Il n’y avait qu’un imbécile qui pût songer à écrire à une telle femme sans y être forcé. Au contraire, attendre les chances que les quarante-huit heures pourraient amener, et alors lui écrire ou l’abandonner selon que les événements en décideraient, c’était bien plus simple.
Grâce à Crouch, Geoffrey voyait clair à présent.
Aussi s’éloigna-t-il dans les plus aimables dispositions pour aller dîner avec ses camarades et passer la soirée au spectacle.
15
À MARIER
Les quarante-huit heures passèrent, sans qu’il y eût de communications personnelles entre les deux frères.
Julius, résidant dans la maison de son père, envoyait à Geoffrey, à l’hôtel, des bulletins écrits de la santé de lord Holchester.
Le premier bulletin portait :
Cela va bien, les docteurs sont satisfaits.
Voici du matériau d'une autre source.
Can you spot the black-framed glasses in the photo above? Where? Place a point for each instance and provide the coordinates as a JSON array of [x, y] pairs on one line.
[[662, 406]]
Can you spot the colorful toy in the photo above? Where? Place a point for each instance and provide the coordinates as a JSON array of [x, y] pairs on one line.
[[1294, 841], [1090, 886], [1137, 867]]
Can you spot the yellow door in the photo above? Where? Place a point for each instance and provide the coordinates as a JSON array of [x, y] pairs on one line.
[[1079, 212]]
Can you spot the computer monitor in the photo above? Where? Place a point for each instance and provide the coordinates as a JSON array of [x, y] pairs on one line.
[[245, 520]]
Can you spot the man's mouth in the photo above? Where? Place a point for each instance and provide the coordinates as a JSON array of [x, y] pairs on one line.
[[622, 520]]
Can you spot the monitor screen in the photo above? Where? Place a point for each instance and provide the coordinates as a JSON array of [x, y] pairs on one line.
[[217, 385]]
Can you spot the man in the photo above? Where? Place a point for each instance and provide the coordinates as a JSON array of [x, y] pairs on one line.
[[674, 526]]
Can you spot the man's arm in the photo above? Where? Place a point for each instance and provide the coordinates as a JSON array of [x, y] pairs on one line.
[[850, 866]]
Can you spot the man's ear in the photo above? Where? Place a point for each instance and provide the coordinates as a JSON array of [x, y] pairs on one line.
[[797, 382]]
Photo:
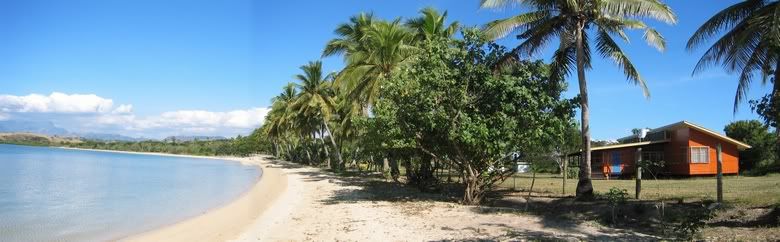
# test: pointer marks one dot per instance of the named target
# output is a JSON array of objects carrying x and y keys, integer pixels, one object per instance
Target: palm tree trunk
[
  {"x": 776, "y": 103},
  {"x": 336, "y": 149},
  {"x": 584, "y": 186},
  {"x": 325, "y": 147}
]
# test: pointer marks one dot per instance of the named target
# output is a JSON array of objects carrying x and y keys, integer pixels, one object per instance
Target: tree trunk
[
  {"x": 385, "y": 165},
  {"x": 395, "y": 171},
  {"x": 584, "y": 186},
  {"x": 776, "y": 103},
  {"x": 325, "y": 148},
  {"x": 473, "y": 193},
  {"x": 336, "y": 149}
]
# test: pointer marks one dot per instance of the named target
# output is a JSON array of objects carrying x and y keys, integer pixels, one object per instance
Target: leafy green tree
[
  {"x": 756, "y": 134},
  {"x": 315, "y": 101},
  {"x": 432, "y": 25},
  {"x": 750, "y": 45},
  {"x": 456, "y": 109},
  {"x": 384, "y": 48},
  {"x": 572, "y": 22},
  {"x": 278, "y": 121}
]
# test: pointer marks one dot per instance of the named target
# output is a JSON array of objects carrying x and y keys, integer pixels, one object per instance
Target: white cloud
[
  {"x": 124, "y": 108},
  {"x": 192, "y": 120},
  {"x": 94, "y": 114},
  {"x": 55, "y": 103}
]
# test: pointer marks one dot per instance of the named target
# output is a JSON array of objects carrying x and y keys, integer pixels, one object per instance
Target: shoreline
[{"x": 225, "y": 222}]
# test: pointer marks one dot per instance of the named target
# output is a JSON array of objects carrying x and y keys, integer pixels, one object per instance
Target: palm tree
[
  {"x": 350, "y": 36},
  {"x": 316, "y": 99},
  {"x": 432, "y": 25},
  {"x": 571, "y": 22},
  {"x": 384, "y": 47},
  {"x": 751, "y": 44},
  {"x": 278, "y": 123}
]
Le deuxième était plus affirmatif :
Cela va parfaitement, les docteurs sont pleins d’espoir.
Le troisième était le plus explicite de tous :
Je dois voir mon père dans une heure. Les docteurs répondent de sa guérison. Comptez que je lui glisserai quelques bonnes paroles pour vous, si je le puis. Attendez-vous à recevoir de mes nouvelles.
Le visage de Geoffrey se rembrunit à la lecture du troisième bulletin : il demanda de nouveau les odieux objets nécessaires pour écrire. Il n’y avait plus de doute à conserver, maintenant, sur la nécessité de communiquer avec Anne.
Le rétablissement de lord Holchester le remettait dans la même position critique où il s’était trouvé à Windygates.
Empêcher Anne de commettre un acte de désespoir, qui le mêlerait à un scandale public et serait la ruine des espérances qu’il pouvait fonder sur les dispositions de son père à son égard, était une fois encore la seule politique prudente à suivre.
Sa lettre, du commencement à la fin, contenait une vingtaine de mots.
Chère Anne, j’apprends seulement à l’instant que mon père a franchi le torrent. Restez où vous êtes, je vous écrirai.
Après avoir fait jeter à la poste cette épître laconique, Geoffrey alluma sa pipe et attendit le résultat de la conversation de lord Holchester avec son fils aîné.
Julius trouva son père changé d’une façon alarmante, mais néanmoins en possession de toutes ses facultés.
Incapable de répondre à la pression de la main de son fils, incapable même de se retourner dans son lit sans aide, le vieux légiste avait pourtant l’œil aussi vif, l’esprit aussi ferme et aussi lucide que jamais. Sa grande ambition avait toujours été de voir Julius au Parlement. Or, Julius se présentait à l’élection dans le comté de Perth, par ordre exprès de son pair, en ce moment même. Lord Holchester aborda les questions politiques avant que son fils aîné eût eu le temps de s’asseoir à son chevet.
– Bien obligé, Julius, pour vos félicitations. Les gens de ma sorte ne meurent pas facilement. Voyez Brougham et Lindhurst ! Vous ne pouvez pas être appelé encore à la Chambre haute.